Wing et al.38 have studied the various components of food provision to try to determine whether the benefits of food provision are due to the fact that the food is provided free, that it is given to subjects (reducing the barriers associated with shopping for and preparing foods in appropriate portions), or that it shows people exactly what to eat for each meal. Subjects were randomly assigned to receive one of four treatment groups: a standard behavioral treatment program (Group 1); a behavioral program supplemented with either specific meal plans and grocery lists (Group 2); a behavioral program supplemented with food provision on a cost-sharing basis (Group 3); or a behavioral program supplemented with free food provision (Group 4).

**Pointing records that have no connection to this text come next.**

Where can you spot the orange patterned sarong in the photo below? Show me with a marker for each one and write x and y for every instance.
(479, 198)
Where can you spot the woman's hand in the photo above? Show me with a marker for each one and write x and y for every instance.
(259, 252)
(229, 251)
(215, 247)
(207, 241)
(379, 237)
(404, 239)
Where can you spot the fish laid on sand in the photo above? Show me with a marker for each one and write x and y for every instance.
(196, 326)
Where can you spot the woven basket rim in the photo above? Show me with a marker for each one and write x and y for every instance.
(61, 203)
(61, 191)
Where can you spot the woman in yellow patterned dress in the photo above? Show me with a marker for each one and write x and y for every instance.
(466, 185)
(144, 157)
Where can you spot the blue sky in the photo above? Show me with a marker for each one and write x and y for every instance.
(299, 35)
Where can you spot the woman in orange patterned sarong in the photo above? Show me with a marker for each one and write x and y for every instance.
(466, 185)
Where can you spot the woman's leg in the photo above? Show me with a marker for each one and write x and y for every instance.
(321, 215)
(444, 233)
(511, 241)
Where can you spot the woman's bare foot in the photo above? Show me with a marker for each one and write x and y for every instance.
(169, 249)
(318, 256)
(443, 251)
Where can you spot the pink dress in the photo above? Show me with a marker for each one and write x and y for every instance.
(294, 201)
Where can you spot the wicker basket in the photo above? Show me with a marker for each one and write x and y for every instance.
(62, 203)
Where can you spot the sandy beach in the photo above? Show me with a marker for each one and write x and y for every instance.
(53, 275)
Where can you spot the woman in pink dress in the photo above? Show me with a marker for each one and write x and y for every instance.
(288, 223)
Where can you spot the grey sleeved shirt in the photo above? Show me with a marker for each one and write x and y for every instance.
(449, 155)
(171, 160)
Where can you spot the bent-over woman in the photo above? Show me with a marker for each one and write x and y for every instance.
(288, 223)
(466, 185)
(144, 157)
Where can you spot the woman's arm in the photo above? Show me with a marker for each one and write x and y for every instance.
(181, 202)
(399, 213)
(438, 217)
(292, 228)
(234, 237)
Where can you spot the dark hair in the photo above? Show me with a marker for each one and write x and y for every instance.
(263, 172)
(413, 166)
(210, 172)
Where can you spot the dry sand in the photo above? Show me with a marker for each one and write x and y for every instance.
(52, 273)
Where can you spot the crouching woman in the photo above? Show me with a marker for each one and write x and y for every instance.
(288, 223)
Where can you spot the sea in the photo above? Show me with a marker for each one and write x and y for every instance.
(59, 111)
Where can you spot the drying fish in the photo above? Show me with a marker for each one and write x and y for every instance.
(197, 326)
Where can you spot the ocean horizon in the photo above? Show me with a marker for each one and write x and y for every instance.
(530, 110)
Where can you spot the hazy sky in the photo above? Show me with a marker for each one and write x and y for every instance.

After the 6-month program, all treatment contact and food provision was stopped. The groups who received the structured advice about what to eat (whether through meal plans and grocery lists or with food provision) all lost more weight than the group who received the standard behavioral treatment program both at 6-month and 1-year follow-ups. No extra weight-loss benefit was seen by actually giving food to participants.
These studies on food variety and provision suggest that providing patients with examples of what they should eat, either by providing the actual food or by providing specific meal plans, and limiting the food choices (variety) have advantages in producing weight-loss results. For these reasons, we need to consider the use of meal replacements as an effective option in the repertoire of meal-planning approaches to help patients as they try to lose weight to prevent or treat type 2 diabetes.
Look Ahead (Action for Health in Diabetes) is a new multi-center research study designed to evaluate the long-term health effects of weight loss in 5,000 overweight people with type 2 diabetes. Half of the participants will receive a program of group support and education, and half will receive a long-term lifestyle change program aimed at achieving a 10% weight loss and a minimum of 175 minutes of activity per week. Based on an evidence-based review of the literature, the weight-loss intervention will include the use of meal replacements in the hopes that people in this part of the study will have greater success with weight loss and weight maintenance. The experience of using meal replacement as a primary intervention strategy will further expand our knowledge and insights about the efficacy of this approach for patients who have type 2 diabetes and want to achieve long-term weight loss and its health benefits.
Linda M. Delahanty, MS, RD, is a clinical nutrition specialist and research dietitian at Massachusetts General Hospital in Boston.